Environment:Unstructured IO Unstructured All Docs
| Knowledge Sources | |
|---|---|
| Domains | Document Partitioning |
| Last Updated | 2026-02-12 09:00 GMT |
Overview
The All_Docs environment installs every document type dependency at once via the all-docs pip extra, enabling the unstructured library to partition all supported file formats.
Description
The all-docs extra is a convenience meta-extra defined in pyproject.toml that aggregates all individual document type extras into a single installable target. It is equivalent to installing:
unstructured[csv,doc,docx,epub,image,md,odt,org,pdf,ppt,pptx,rtf,rst,tsv,xlsx]
This pulls in a wide range of third-party libraries covering spreadsheet parsing, word processing, presentation files, PDF extraction with OCR, Markdown rendering, and more. The partition/auto.py module uses dependency_exists() checks (lines 370-378) to verify whether the required extra for a given file type is installed, and raises an ImportError with a helpful message guiding the user to install the appropriate extra (e.g., pip install "unstructured[pdf]").
Usage
Use this environment when you need to partition any and all supported document types without worrying about which individual extras to install. This is the recommended setup for development environments, CI pipelines processing mixed document sets, and deployment scenarios where the full range of file types must be handled.
System Requirements
| Category | Requirement | Notes |
|---|---|---|
| Python | >= 3.11, < 3.14 | Required Python version range |
| OS (Linux) | x86_64 or aarch64 | Fully supported |
| OS (macOS) | arm64 (Apple Silicon) | Fully supported |
| OS (Windows) | AMD64 | Supported |
| Tesseract OCR | Required for PDF/image extras | System package: tesseract-ocr
|
| Poppler | Required for pdf2image | System package: poppler-utils
|
| libmagic | Required for file type detection | System package: libmagic1
|
| Pandoc | Required for doc, odt, epub, rtf, org extras | System package: pandoc
|
Dependencies
System Packages
- libmagic1 -- MIME type detection
- tesseract-ocr -- OCR engine for PDF and image processing
- poppler-utils -- PDF rendering for pdf2image
- pandoc -- document format conversion (doc, odt, epub, rtf, org)
- libreoffice -- required for .doc and .ppt conversion (optional but recommended)
Python Packages
- pandas -- CSV and TSV parsing
- python-docx -- DOCX document parsing
- pypandoc-binary -- Pandoc wrapper for multiple formats (epub, odt, rtf, rst, org)

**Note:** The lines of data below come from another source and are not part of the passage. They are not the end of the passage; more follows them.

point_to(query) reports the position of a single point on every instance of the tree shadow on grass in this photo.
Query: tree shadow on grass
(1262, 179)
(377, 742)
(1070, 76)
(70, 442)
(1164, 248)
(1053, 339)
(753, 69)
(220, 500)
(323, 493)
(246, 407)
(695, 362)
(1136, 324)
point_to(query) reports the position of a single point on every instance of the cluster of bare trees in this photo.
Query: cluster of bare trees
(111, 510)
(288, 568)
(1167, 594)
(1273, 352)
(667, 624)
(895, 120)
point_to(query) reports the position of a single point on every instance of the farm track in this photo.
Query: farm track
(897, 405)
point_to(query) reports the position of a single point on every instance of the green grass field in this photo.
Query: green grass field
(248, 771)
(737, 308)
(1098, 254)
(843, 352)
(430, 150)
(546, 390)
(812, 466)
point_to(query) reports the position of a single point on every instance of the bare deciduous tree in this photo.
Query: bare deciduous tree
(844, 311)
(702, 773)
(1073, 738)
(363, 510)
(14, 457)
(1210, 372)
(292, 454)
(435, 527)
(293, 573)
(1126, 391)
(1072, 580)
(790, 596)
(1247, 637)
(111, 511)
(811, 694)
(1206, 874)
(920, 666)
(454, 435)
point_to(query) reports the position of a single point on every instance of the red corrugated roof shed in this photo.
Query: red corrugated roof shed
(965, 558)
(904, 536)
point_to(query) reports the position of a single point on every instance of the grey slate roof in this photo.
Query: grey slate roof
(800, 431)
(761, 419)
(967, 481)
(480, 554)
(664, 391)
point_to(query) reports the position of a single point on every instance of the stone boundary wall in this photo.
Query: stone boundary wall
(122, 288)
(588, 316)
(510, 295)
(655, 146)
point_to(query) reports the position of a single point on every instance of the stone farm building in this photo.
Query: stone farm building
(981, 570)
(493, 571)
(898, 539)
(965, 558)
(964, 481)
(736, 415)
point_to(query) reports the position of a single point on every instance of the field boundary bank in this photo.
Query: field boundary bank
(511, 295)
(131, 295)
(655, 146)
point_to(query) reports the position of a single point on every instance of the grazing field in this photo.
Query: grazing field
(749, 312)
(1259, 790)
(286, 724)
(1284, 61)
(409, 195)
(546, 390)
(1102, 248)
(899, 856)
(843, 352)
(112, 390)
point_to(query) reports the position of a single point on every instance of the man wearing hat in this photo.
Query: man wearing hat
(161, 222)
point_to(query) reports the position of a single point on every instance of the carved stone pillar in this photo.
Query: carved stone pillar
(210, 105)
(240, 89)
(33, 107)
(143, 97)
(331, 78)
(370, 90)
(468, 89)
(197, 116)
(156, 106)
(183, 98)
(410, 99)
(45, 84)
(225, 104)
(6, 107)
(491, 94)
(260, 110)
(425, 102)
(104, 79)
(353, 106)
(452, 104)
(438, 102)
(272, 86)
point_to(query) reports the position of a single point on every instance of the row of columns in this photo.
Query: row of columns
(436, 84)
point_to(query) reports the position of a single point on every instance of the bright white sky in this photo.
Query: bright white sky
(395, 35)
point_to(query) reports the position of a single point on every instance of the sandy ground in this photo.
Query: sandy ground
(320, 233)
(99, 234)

- pdf2image -- PDF page to image conversion
- pdfminer.six -- PDF text extraction
- pi-heif -- HEIF image support
- pikepdf -- PDF manipulation and repair
- pypdf -- PDF reading
- unstructured-inference -- layout detection models
- unstructured-pytesseract -- Tesseract OCR wrapper
- markdown -- Markdown parsing
- python-pptx -- PowerPoint parsing
- msoffcrypto-tool -- encrypted Office document support
- networkx -- graph-based document structure analysis
- openpyxl -- XLSX reading
- xlrd -- XLS reading
- google-cloud-vision -- Google Cloud Vision OCR (optional alternative)
Credentials
- GOOGLE_APPLICATION_CREDENTIALS -- path to Google Cloud service account JSON (only if using Google Cloud Vision OCR)
Quick Install
# Install system dependencies (Ubuntu/Debian)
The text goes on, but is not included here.